Students shared the history of Veterans Day with their classmates — dating back to 1919, when it was known as “Armistice Day” and commemorated the soldiers who fought in World War I — but the featured speaker was Theresa Campobasso ’04, a Latin graduate with degrees from Notre Dame and Georgetown who served as an intelligence officer in the Marine Corps, specializing in Iraq, Afghanistan, and the Asia-Pacific region.
“I’m very passionate about my choice to select public service,” she said. She emphasized that her path wasn’t expected by anyone, least of all herself: at Latin, she immersed herself in her English and history classes, also doing many theatrical productions. But she started physical training with ROTC students at Notre Dame because “they were interested in pushing themselves to the ultimate limit” and gravitated toward the Marines.

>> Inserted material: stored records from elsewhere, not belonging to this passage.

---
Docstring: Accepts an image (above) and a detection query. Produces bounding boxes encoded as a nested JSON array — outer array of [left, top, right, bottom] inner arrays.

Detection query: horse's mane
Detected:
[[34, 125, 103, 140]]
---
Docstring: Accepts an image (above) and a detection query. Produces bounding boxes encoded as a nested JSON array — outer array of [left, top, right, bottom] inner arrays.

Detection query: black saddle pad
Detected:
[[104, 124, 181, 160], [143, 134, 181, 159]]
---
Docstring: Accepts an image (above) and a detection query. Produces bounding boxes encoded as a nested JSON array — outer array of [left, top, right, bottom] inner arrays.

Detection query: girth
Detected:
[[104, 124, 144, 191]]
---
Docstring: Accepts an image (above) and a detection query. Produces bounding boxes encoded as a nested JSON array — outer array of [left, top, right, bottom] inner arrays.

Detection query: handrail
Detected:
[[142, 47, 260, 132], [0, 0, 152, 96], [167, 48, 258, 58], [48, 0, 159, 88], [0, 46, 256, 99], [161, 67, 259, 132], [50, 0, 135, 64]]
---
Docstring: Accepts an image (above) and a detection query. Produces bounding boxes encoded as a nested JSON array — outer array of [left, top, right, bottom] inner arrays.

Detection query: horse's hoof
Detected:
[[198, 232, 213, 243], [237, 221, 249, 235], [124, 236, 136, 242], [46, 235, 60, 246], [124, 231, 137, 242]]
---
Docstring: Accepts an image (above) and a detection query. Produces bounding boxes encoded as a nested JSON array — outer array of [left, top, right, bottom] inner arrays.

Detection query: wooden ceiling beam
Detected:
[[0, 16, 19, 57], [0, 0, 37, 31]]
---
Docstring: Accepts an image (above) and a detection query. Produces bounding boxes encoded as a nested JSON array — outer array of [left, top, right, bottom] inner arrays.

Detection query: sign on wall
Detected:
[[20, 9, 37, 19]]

She soon found that “briefing and storytelling and communicating are essential skills for the intelligence community.” As she put it, “I was able to use my gifts to find my own way to serve in the military.” She now works in private industry, as the senior vice president of strategy and business development at Exiger.
Campobasso shared her story first with the assembled Upper School students and then again with Middle School students. (Lower School students gathered in Thies in the afternoon to sing patriotic songs, ranging from “America the Beautiful” to “This Land Is Your Land,” led by Lower School Music Teacher Aneudy Melendez and Director of Performing Arts Alicia Long.) She then visited the Upper School class Literature of War (taught by Richard Harris, also a former teacher of hers) to go more in-depth on the details of field operations, defining the difference between counterintelligence and counterespionage, explaining the limitations of polygraph tests, and sharing a useful acronym for the reasons people gather intelligence for foreign country. (MICE: M for Money, I for Ideology, C for Coercion, E for Ego.)
Espionage is often aided by technological means. Campobasso’s work in counterespionage meant that she had to make sure that American secrets were safeguarded from technological hacks, like circumventing the security restrictions on an AI program by asking it to sing a lullaby that included a password. However, technology comes in many gradations, she reminded Latin’s students: in a remote region of Afghanistan, she remembered, “There was one instance when we had to teach someone to read a map.”